Yukarıda sadece birkaçından bahsedebildiğimiz israf konusunda acaba yeterince ehem niyet verebiliyor muyuz? Eğitim kurumlarında israfla ilgili öğrencilerimize yeterli eğitimi verbiliyormuyuz. Aileler bu konuda acaba ne kadar duyarlılar. Sivil toplum örgütleri, basın bu konuda neler yapıyor.

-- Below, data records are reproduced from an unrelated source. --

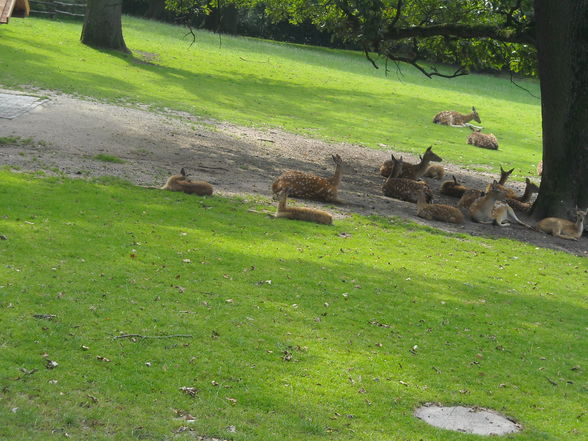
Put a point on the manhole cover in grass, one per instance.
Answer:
(12, 106)
(474, 420)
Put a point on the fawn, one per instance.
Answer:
(301, 213)
(562, 227)
(483, 140)
(522, 203)
(456, 119)
(440, 212)
(404, 189)
(309, 186)
(182, 183)
(485, 210)
(453, 188)
(503, 177)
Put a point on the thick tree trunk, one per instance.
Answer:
(562, 47)
(103, 26)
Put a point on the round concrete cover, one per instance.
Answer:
(474, 420)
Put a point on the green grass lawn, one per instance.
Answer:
(361, 322)
(331, 94)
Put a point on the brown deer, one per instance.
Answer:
(412, 171)
(522, 203)
(456, 119)
(485, 210)
(435, 172)
(503, 178)
(404, 189)
(309, 186)
(562, 227)
(440, 212)
(453, 188)
(469, 197)
(483, 140)
(182, 183)
(301, 213)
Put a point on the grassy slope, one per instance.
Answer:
(110, 259)
(331, 94)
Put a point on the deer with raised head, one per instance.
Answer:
(435, 172)
(456, 119)
(510, 193)
(411, 171)
(301, 213)
(440, 212)
(483, 140)
(522, 203)
(487, 210)
(453, 188)
(182, 183)
(404, 189)
(309, 186)
(564, 228)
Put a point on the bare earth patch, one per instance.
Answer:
(70, 132)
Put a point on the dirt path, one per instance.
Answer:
(68, 132)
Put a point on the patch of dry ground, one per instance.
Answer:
(69, 132)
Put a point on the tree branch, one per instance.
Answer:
(507, 35)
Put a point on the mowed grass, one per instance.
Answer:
(296, 331)
(331, 94)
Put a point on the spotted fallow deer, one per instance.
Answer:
(182, 183)
(510, 193)
(309, 186)
(453, 188)
(404, 189)
(456, 119)
(562, 227)
(301, 213)
(469, 197)
(486, 209)
(440, 212)
(411, 171)
(483, 140)
(522, 203)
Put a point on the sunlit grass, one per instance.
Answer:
(297, 331)
(331, 94)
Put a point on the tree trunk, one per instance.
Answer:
(103, 26)
(562, 47)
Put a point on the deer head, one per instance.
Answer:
(475, 115)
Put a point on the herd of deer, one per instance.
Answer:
(496, 205)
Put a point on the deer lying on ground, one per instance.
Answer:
(301, 213)
(435, 172)
(309, 186)
(510, 193)
(522, 203)
(182, 183)
(453, 188)
(483, 140)
(456, 119)
(486, 210)
(469, 197)
(404, 189)
(411, 171)
(440, 212)
(562, 227)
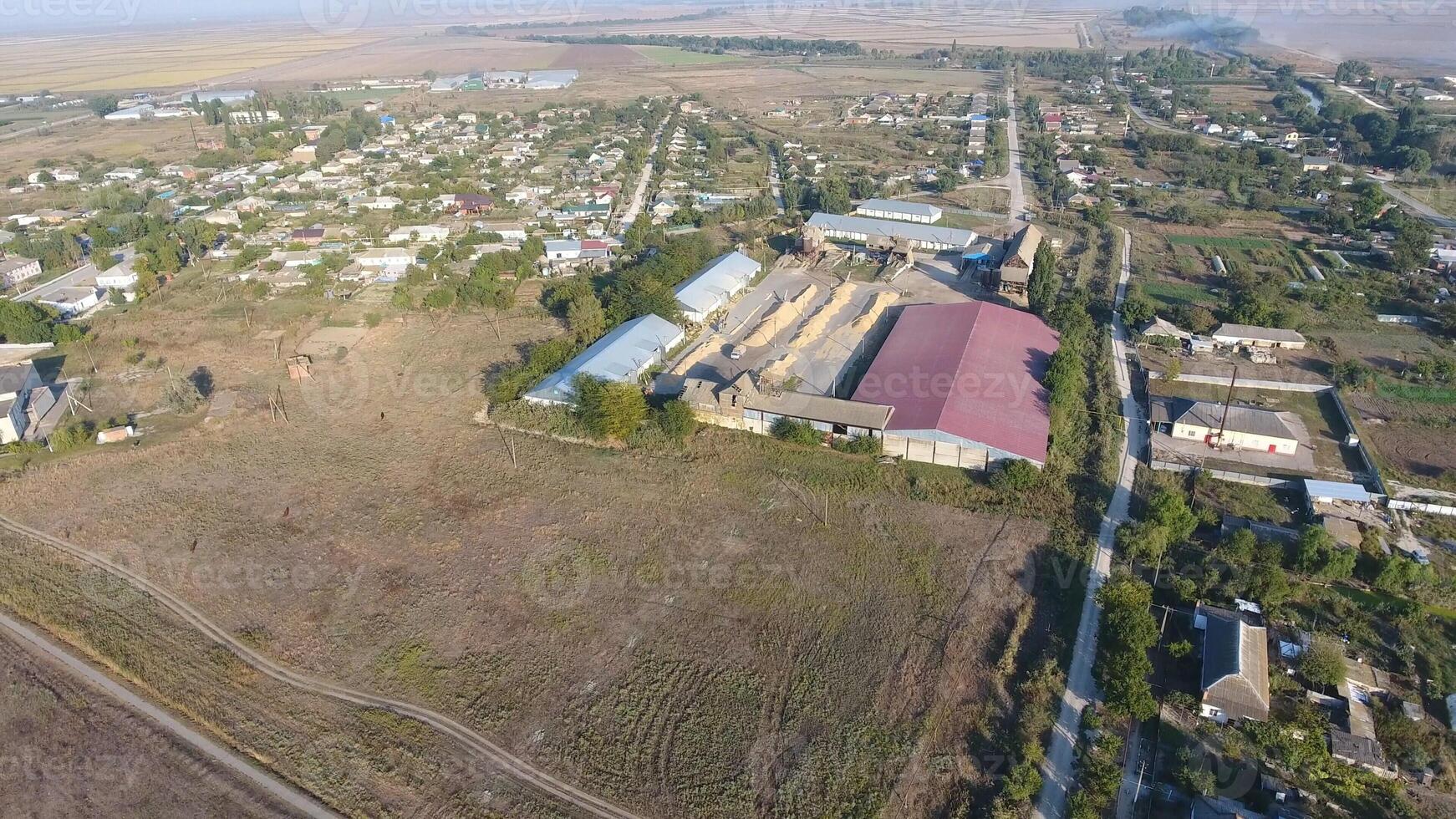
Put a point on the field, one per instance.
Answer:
(73, 751)
(669, 56)
(909, 29)
(1442, 198)
(686, 632)
(159, 140)
(1316, 410)
(158, 60)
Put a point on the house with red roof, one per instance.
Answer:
(965, 381)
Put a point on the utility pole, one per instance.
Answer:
(1226, 402)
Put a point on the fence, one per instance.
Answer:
(1428, 508)
(1232, 476)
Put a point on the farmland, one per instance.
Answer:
(73, 751)
(637, 622)
(159, 60)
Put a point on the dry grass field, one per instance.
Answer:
(150, 60)
(908, 29)
(673, 628)
(158, 140)
(72, 751)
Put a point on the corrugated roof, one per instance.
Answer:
(971, 371)
(710, 288)
(891, 229)
(619, 355)
(1337, 491)
(1240, 418)
(1261, 333)
(896, 207)
(1235, 665)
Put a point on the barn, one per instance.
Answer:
(965, 381)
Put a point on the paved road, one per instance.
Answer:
(47, 125)
(775, 186)
(1056, 770)
(638, 198)
(1016, 174)
(302, 803)
(471, 740)
(1417, 207)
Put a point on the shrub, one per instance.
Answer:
(676, 420)
(797, 432)
(1016, 476)
(858, 445)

Bu konu ile ilgili bir anektod sizlerle paylaşmak istiyorum. Çin Halk Cumhuriyetinden yüksek mertebede bir devlet yetkilisi ülkemize gelir. Yemek vakti gelince Ülkemizin görevlisi ile yemeğe çıkarlar. Yemekte Çinlilerin meşhur yemeği pilav vardır. Pilavı tahta kaşıklarla yemeğe başlar. Tabi pilavın sonu gelir, içerisinde 20-30 adet pilav danesi kalır, bunların hepsini tek, tek üşenmeden alırken bizim yetkili, bırakın neden bu kadar uğraşıyorsunuz der, Çinli yetkili cevap verir. Benim ülkem 1 milyar nüfusu var günde 2-3 defa pilav yendiğini düşünürsek yaklaşık 80-100 milyar pirinç danesi yapar ayda şu kadar, yılda şu kadar ve bununla da şu kadar insanlar doyar. Bilmiyorum başka bir şey anlatmağa gerek varmı? Cenabı Allah (CC) bütün nimetleri insanlık âlemi için yaratmıştır. Yoksa parasını verdim yerim içerim atarım değil yiyiniz içiniz ama israf etmeyiniz. İşte bu yüzdendir ki insanlığın bu ayıbı nedeniyle her yıl milyonlarca insan açlıktan yok olmakta, hastalanmakta, sakat kalmaktadır.

Öyle ise; buradan ana, babalara, öğretmenlere, öğrencilere, Belediyelere, siyasilere sivil toplum örgütlerine, basına ve bütün herkese sesleniyorum. Gelin bu illeti yok etme adına hepimiz elimizden geleni yapalım.